AFRIKA/SÜDSUDAN - “Der Konflikt im Südsudan ist nicht nur ethnisch sondern vor allem politisch: es geht um Macht"

Samstag, 9 September 2017 missionare   kriegsverbrechen  

Juba (Fides) - “Es wäre zu einfach, den Konflikt im Südsudan nur als ethnischen Konflikt zu beschreiben. Machtkämpfe, Korruption, schlechtes Management der militärischen und politischen Führungsriege im Umgang mit Ressourcen und die Missachtung grundlegender Freiheiten sind die tatsächlichen Fakturen, die den Konflikt so kompliziert machen”, so Pater Daniele Moschetti, der als Comboni Missionar sechs Jahre lang im Südsudan tätig war, wo im Dezember 2013 ein dramatischer Bürgerkrieg ausbrach. “Ethnische Spaltungen sind seit Jahrzehnten eine konstante Charakteristik der südsudanesischen Gesellschaft. In der Vergangenheit haben sie den Befreiungskampf beeinträchtigt und sie sind auch ein wichtiger Faktor des heutigen Bürgerkriegs. Der Reichtum der ethnischen Unterschiede dieses wunderschönen Landes sollte Anlass zur Freude sein und nicht Ursache des Leids”, so Pater Moschetti, der an die Gewalt erinnert, unter der die Zivilbevölkerung und insbesondere Kinder leiden.

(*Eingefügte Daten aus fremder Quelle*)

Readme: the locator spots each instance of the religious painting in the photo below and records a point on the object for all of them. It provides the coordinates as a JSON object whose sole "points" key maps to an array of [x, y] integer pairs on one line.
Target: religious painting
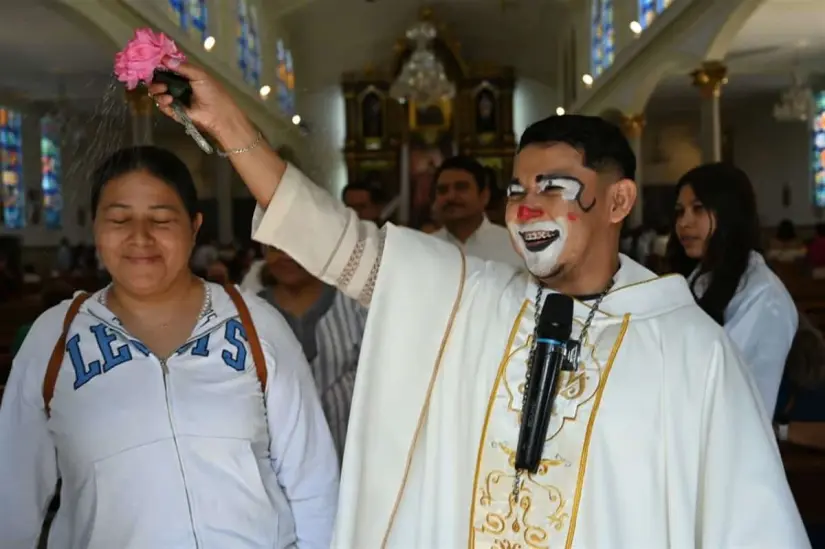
{"points": [[372, 115], [437, 116], [486, 112]]}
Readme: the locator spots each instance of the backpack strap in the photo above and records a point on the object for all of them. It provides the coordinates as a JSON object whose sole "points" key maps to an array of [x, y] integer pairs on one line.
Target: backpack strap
{"points": [[251, 333], [59, 350]]}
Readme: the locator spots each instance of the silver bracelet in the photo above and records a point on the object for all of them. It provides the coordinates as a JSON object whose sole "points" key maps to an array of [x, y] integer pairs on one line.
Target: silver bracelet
{"points": [[258, 139]]}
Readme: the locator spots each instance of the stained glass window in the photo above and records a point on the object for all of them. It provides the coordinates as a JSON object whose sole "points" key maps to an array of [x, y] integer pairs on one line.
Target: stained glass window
{"points": [[249, 53], [649, 9], [285, 80], [50, 175], [11, 168], [818, 152], [191, 16], [603, 36]]}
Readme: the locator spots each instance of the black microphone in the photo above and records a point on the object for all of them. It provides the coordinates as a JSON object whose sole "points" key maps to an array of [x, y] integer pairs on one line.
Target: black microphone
{"points": [[552, 334]]}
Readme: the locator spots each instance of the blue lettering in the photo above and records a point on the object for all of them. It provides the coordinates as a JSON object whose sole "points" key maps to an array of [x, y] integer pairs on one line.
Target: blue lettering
{"points": [[236, 361], [104, 338], [201, 347], [82, 374]]}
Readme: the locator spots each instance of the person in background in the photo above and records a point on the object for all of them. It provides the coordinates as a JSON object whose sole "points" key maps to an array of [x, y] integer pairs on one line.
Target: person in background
{"points": [[498, 198], [715, 244], [65, 257], [367, 201], [329, 326], [461, 197], [816, 249], [786, 246], [168, 423], [205, 254]]}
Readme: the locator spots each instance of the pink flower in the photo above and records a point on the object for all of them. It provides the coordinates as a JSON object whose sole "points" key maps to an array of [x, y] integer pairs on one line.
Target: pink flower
{"points": [[143, 54]]}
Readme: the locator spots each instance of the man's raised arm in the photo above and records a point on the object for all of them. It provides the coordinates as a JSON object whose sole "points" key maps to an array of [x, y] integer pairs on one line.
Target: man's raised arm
{"points": [[293, 214]]}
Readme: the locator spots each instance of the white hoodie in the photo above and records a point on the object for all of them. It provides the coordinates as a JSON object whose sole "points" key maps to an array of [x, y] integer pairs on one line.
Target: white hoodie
{"points": [[178, 454]]}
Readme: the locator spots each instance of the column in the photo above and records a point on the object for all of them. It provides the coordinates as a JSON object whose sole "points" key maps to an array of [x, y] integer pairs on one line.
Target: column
{"points": [[632, 126], [141, 110], [709, 79], [223, 195]]}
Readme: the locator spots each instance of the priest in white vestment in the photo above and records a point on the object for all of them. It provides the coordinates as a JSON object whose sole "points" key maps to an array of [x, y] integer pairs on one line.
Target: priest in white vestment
{"points": [[658, 439]]}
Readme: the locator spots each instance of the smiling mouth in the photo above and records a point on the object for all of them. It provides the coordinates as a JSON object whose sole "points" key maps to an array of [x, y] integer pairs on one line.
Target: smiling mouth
{"points": [[536, 241]]}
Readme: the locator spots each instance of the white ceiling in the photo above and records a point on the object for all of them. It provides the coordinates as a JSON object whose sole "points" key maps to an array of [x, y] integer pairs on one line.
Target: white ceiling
{"points": [[330, 37], [782, 37], [44, 54]]}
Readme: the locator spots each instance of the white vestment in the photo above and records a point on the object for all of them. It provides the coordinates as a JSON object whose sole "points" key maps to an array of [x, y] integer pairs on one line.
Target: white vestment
{"points": [[657, 441]]}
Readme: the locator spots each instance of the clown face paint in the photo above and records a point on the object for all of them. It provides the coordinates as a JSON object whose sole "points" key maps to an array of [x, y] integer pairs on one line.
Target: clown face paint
{"points": [[568, 188], [540, 243]]}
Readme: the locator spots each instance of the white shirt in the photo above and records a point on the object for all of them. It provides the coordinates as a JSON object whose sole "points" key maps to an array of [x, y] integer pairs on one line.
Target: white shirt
{"points": [[179, 453], [761, 319], [490, 241], [660, 411]]}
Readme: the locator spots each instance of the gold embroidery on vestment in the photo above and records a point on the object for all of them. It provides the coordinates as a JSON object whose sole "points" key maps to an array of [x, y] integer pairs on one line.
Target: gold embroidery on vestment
{"points": [[544, 514]]}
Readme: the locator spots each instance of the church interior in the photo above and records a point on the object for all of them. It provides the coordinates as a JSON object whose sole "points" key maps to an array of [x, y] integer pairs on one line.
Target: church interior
{"points": [[376, 94]]}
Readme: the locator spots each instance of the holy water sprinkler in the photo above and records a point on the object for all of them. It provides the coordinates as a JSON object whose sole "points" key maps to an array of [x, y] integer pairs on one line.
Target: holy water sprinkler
{"points": [[152, 57]]}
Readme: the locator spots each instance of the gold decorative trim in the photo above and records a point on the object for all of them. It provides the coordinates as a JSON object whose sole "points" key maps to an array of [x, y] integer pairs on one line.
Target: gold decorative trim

Dafür nennt er auch Beispiele, wie zum Beispiel Mary, eine 23jährige Mutter von fünf Kindern, die sagt: “Der einzige Ort, an dem Frauen und Mädchen sicher sind, ist der Tod. So lange du lebst, bist du nie in Sicherheit. Das ist schrecklich, doch es ist die Wahrheit …”.
Auch die Comboni Missionare haben in ihren Missionen, wie zum Beispiel die Missionsstation LominKajoKeji in der Provinz Equatoria Schäden zu verzeichnen. “Sie viel zuerst in die Hände der Rebellen und später in die Hände der Regierungssoldaten. Sie wurde total ausgeplündert und völlig zerstört; sie war in den vergangenen Jahren unserer besten Missionsstationen in der südsudanesischen Ordensprovinz in der fruchtbarsten und friedlichsten Regionen und nun ist alles dahin”, so Pater Moschetti. “Unsere Mitbrüder und die Comboni Missionsschwestern haben beschlossen, den Einwohnern zu folgen, die in den Flüchtlingscamps in Uganda Zuflucht gesucht haben. Das Leben dort ist wirklich hart, es gibt nicht das Nötigste zum Leben und auch nicht zum Überleben. Wo Millionen Flüchtlinge versorgt werden müssen, gibt es vor allem humanitäre Probleme. Doch die Menschen geben die Hoffnung nicht auf, sie kämpfen tägliche ums Überleben und wünschen sich eines Tages eine Rückkehr in die Heimat”.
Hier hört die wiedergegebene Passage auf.